Arkansas’ Republican governor, Asa Hutchinson, echoed DeWine, saying on NBC’s “Meet the Press” that he expected Biden “to be the next president” and calling one of Trump’s tweets on Sunday “the start of an acknowledgment.”

“During times of transition, our enemies have an opportunity to try to take advantage of us,” Hutchinson said, “and we want to make sure that there is a smooth transition, particularly when it comes to the vaccine distribution, the coronavirus, that everybody understands what we’re doing there and what the plan is for the future.”

Sen.

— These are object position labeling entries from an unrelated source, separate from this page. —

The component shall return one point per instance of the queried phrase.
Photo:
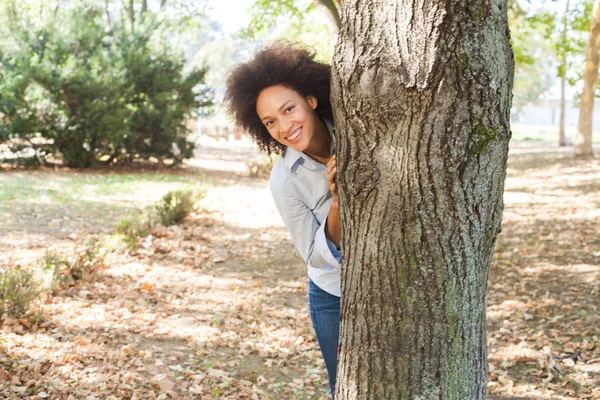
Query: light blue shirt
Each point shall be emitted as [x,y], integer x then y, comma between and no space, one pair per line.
[301,193]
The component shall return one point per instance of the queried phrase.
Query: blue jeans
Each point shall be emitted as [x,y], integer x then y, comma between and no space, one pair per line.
[325,315]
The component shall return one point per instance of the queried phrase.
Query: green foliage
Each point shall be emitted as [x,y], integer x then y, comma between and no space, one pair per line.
[65,272]
[135,227]
[260,167]
[171,209]
[176,205]
[296,20]
[77,89]
[19,287]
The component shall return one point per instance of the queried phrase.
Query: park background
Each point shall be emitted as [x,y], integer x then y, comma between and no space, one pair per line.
[142,257]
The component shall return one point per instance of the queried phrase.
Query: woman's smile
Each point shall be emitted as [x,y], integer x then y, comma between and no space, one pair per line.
[295,136]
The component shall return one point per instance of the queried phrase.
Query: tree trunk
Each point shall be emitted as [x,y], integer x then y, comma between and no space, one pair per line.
[107,13]
[422,95]
[562,138]
[131,14]
[583,143]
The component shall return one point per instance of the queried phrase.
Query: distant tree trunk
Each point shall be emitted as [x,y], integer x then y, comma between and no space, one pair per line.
[562,138]
[422,98]
[332,11]
[107,13]
[131,14]
[583,144]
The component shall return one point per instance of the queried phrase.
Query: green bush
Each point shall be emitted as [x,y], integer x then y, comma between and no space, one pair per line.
[88,94]
[176,205]
[135,227]
[19,287]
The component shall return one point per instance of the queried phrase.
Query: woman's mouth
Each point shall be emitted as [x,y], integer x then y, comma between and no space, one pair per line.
[294,137]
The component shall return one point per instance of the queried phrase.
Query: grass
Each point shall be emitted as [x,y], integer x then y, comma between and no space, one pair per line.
[547,133]
[25,194]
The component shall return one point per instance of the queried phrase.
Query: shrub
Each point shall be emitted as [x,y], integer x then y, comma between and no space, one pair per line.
[176,205]
[260,167]
[77,90]
[19,287]
[132,228]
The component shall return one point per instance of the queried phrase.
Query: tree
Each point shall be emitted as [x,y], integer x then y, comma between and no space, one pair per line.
[583,144]
[422,97]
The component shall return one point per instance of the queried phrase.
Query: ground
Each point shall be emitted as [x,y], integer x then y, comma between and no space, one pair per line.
[216,307]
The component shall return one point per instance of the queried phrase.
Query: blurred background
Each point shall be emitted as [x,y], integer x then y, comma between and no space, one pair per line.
[89,82]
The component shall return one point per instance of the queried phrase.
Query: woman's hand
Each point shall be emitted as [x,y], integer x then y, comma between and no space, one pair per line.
[331,172]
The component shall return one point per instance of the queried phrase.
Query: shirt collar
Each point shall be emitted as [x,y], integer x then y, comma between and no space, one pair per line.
[294,158]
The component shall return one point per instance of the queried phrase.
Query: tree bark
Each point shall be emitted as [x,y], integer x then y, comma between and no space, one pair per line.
[562,137]
[583,143]
[422,94]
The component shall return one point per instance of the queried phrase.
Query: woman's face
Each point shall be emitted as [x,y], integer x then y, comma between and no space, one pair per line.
[289,118]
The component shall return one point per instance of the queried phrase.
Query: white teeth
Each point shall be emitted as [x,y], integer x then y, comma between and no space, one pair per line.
[294,135]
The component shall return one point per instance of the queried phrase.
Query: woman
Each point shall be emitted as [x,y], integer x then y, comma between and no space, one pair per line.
[281,98]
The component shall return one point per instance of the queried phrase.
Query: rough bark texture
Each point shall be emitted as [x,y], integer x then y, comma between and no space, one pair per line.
[422,96]
[583,144]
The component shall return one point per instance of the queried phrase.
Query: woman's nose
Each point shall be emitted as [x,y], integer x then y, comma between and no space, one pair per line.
[286,125]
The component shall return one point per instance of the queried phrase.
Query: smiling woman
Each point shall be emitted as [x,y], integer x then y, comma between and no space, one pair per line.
[281,98]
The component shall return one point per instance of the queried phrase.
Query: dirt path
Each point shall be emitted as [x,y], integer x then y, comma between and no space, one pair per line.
[216,307]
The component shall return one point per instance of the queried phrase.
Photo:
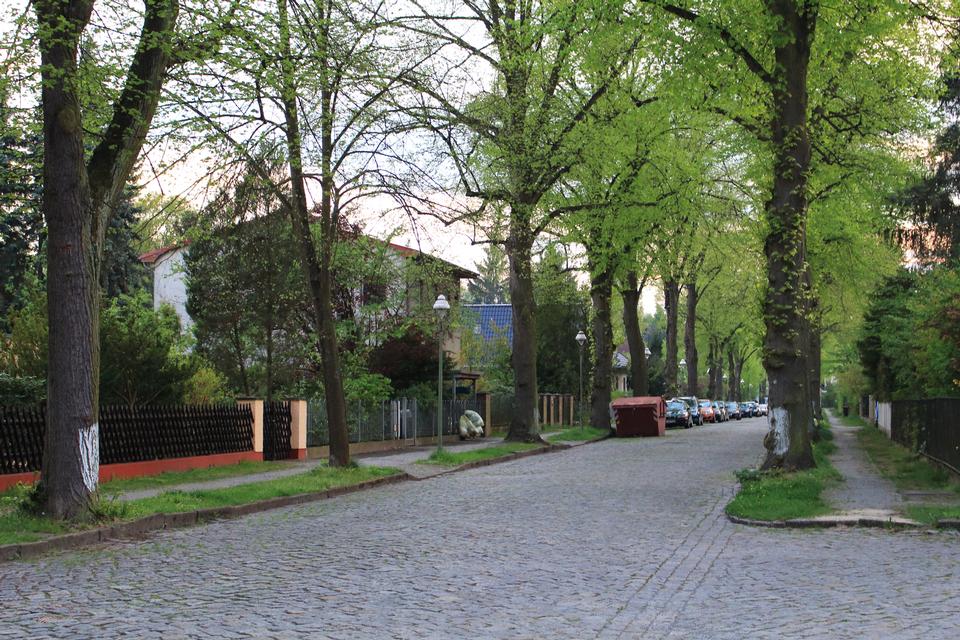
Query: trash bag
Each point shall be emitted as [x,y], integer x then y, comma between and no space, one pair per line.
[476,423]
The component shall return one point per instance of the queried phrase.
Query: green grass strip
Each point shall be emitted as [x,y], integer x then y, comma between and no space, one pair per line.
[578,434]
[18,526]
[929,514]
[170,478]
[448,458]
[783,496]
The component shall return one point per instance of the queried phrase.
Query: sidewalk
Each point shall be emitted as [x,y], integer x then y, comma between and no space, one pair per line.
[864,492]
[407,459]
[403,459]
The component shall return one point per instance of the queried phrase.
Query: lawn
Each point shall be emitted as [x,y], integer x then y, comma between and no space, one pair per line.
[906,469]
[577,434]
[170,478]
[783,496]
[18,526]
[448,458]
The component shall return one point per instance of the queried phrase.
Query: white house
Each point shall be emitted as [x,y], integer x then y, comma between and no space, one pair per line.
[169,279]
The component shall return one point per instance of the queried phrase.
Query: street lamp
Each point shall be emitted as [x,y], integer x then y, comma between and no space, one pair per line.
[581,340]
[441,307]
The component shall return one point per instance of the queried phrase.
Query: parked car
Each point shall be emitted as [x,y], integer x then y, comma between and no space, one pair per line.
[693,406]
[678,414]
[733,410]
[706,411]
[721,411]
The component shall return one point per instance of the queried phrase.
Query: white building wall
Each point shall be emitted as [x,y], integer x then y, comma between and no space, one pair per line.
[170,285]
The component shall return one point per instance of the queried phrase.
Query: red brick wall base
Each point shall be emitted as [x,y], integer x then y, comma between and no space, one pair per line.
[145,468]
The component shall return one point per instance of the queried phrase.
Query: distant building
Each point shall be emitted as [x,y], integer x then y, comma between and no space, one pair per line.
[168,265]
[169,279]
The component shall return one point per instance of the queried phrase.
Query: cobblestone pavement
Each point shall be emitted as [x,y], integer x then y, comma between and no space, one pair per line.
[619,539]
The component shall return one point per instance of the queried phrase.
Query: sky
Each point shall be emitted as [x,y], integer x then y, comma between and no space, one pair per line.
[455,243]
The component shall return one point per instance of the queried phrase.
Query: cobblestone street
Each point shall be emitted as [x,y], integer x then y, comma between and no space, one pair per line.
[619,539]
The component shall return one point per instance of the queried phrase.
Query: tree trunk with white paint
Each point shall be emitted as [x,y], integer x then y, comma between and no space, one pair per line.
[787,441]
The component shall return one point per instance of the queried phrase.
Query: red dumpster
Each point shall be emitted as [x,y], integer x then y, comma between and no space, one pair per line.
[639,416]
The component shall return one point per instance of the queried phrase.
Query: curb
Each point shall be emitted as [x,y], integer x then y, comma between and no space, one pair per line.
[160,521]
[831,523]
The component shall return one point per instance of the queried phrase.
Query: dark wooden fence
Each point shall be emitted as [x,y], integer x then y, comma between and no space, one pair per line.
[135,434]
[930,427]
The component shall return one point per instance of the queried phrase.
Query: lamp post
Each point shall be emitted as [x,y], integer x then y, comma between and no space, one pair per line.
[441,307]
[581,340]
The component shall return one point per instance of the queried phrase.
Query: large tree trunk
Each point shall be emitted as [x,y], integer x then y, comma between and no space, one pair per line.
[816,363]
[601,290]
[77,202]
[524,426]
[712,373]
[733,390]
[71,448]
[690,341]
[671,295]
[631,324]
[318,272]
[787,441]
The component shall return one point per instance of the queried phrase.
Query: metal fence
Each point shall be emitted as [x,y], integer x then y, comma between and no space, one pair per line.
[133,434]
[930,427]
[399,419]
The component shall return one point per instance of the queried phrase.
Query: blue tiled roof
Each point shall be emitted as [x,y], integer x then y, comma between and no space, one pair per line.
[489,320]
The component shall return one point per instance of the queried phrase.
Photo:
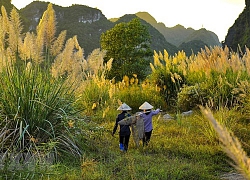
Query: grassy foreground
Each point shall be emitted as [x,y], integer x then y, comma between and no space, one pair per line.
[182,148]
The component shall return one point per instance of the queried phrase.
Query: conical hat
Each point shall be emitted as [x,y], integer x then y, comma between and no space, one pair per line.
[124,107]
[146,105]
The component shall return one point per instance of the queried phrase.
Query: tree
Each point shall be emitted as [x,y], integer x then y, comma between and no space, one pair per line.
[128,44]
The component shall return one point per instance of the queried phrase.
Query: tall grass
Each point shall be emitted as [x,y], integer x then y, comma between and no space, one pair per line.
[231,145]
[37,109]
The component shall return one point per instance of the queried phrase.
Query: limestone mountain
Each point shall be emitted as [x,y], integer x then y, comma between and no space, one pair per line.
[239,33]
[85,22]
[179,34]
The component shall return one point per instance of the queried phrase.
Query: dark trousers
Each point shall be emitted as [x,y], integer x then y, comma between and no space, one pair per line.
[147,137]
[125,140]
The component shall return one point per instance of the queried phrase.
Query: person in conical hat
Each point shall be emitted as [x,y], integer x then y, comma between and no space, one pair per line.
[147,115]
[124,133]
[146,106]
[124,107]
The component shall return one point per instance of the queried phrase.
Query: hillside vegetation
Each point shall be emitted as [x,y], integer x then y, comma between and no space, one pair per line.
[57,110]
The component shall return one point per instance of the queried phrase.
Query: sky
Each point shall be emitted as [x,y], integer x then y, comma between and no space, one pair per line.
[214,15]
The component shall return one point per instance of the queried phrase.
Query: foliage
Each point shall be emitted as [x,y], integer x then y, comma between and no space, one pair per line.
[168,74]
[210,77]
[129,46]
[231,144]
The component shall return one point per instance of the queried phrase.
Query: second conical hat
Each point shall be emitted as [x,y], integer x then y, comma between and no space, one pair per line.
[146,105]
[124,107]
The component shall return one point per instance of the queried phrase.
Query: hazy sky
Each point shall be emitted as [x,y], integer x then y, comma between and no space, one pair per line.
[214,15]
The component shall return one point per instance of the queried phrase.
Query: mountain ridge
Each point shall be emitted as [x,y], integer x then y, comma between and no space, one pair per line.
[89,23]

Bernie Sanders (I-Vt.), who is considered a candidate for Biden’s Cabinet, called the fact that Trump refuses to concede “absolutely disgraceful.”

“Trump will have the distinction of doing more than any person in the history of this country in undermining American democracy,” Sanders said on CNN. “The fact that he is not even cooperating in the transition, the fact that he continues to deny reality and continue to suggest that Biden has illegally won the election, is beyond belief in terms of behavior for an American president.”

The last time Trump attended a meeting of the White House’s coronavirus task force was “several months ago,” Fauci said on Sunday. Speaking on ABC’s “This Week,” Giroir confirmed that Trump had not attended a meeting in at least five months.